Orlando sees 75 million tourists annually, officials say, and the Orlando tourism board, Orange County and the organizations behind the museum hope it becomes a destination venue. The museum received a $10 million development tax grant from Orange County, part of a total of $30 million toward its $75 million cost.

Of the 16 Holocaust museums in the United States, some are teaming with the Shoah Foundation, with many looking to it for direction — and deciding to also delve into injustice and bigotry. Organizations founded by survivors for Jewish communities are now trying to reach wider, non-Jewish audiences by tackling topics beyond the Holocaust.

Last year, the St. Louis Kaplan Feldman Holocaust Museum began a $21 million project to quadruple in size and “dive deeper into social justice, human rights and racism,” Helen Turner, director of education and interpretation at the museum, said in an interview.




The Holocaust Museum LA, which is planning a large remodel, has partnered with the Shoah Foundation and the Wende Museum, which focuses on the Cold War.

The city of Miami Beach and Greater Miami Jewish Federation aim to add to a Holocaust memorial, incorporating Shoah Foundation videos and planning an educational space. (The move awaits approval by residents of Miami Beach.)

The Holocaust Museum Houston spent $34 million on a 2019 renovation and showcases community issues like Hispanic people’s struggles and heritage.

Mary Pat Higgins, president of the Dallas Holocaust and Human Rights Museum, one of those founded by survivors, said that it reframed its mission in 2019 to “examine historical and contemporary genocides and the evolution of human and civil rights.”

Some people question this expansion of mission.
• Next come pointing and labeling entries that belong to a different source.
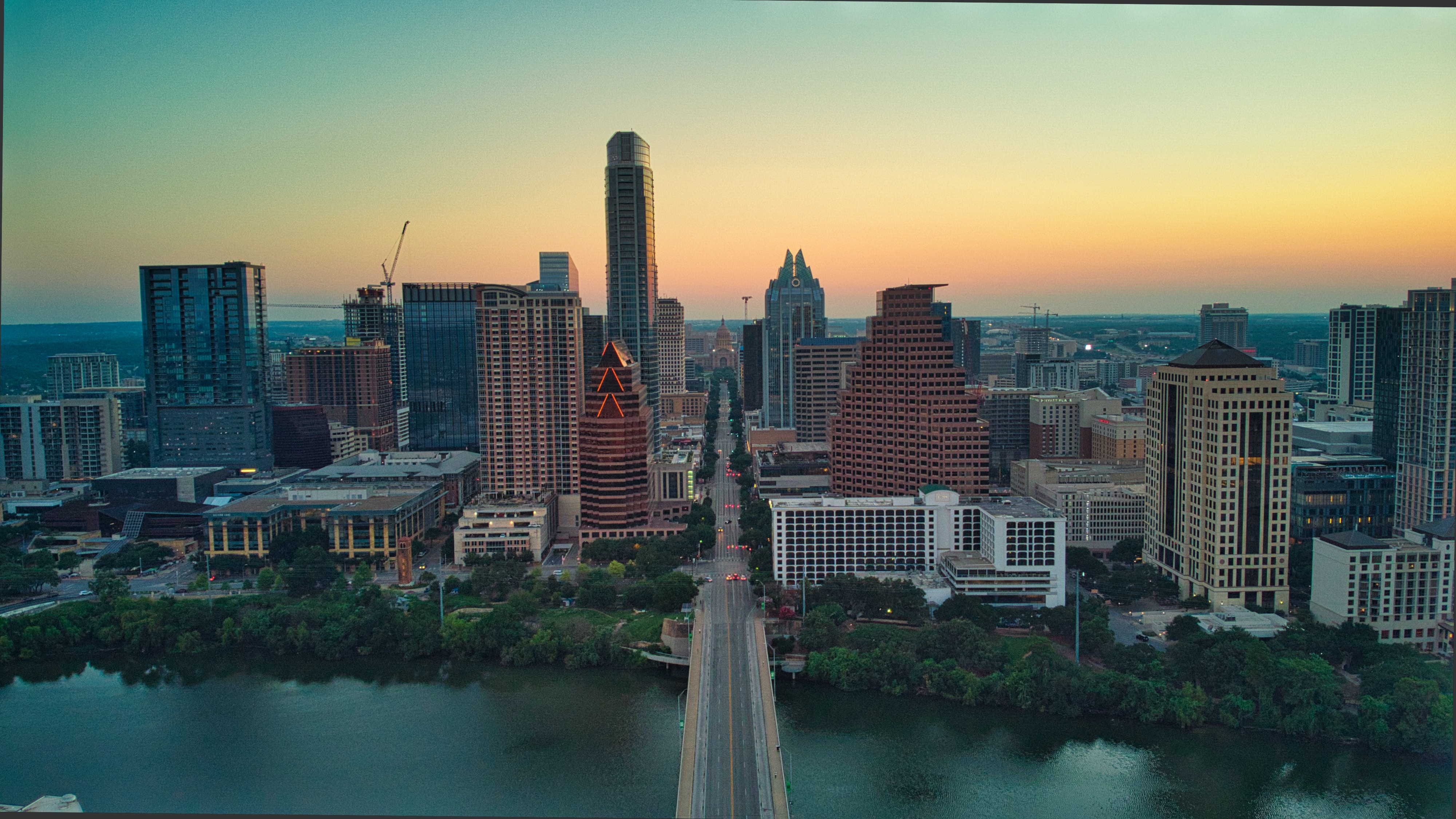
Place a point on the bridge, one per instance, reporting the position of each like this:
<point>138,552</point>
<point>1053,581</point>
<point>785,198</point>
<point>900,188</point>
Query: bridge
<point>730,761</point>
“It’s important to be aware of other genocides, but the extermination of European Jewry by the Nazis is a specific thing these museums were set up to memorialize,” David Baddiel, the author of “Jews Don’t Count,” said. “There’s a complex difference between the Holocaust and other genocides. If you diminish it, you’re doing something offensive to Jews.”

David Wolpe, a rabbi at Sinai Temple, a leading Conservative Jewish congregation in the greater Los Angeles area, said broadening implies that the lessons these museums sought to teach have been learned, and “that’s very much not the case.”

Vanessa Lapa, the granddaughter of survivors who is an Israeli filmmaker who sourced archival footage for the U.S. Holocaust Memorial Museum, said in an interview that she understood why an expanded focus upsets some people, but added, “It’s time to end competition between victims.”

“Jewish, homosexual, disabled, Armenian, Rwandan — genocide is genocide,” she said.

Helen Epstein, whose parents were in Nazi concentration camps and who has spent 40 years writing about the Holocaust, said that for her, it is also “more than just a Jewish-centered event.”

Last month, the Podripske Muzeum, a small Czech museum that is located in her family’s former home, opened an exhibition on Kurt Epstein, Helen’s father.

“What’s great is the museum has no Jewish connection; the town supported it,” she said, adding, “Understanding helps us all.”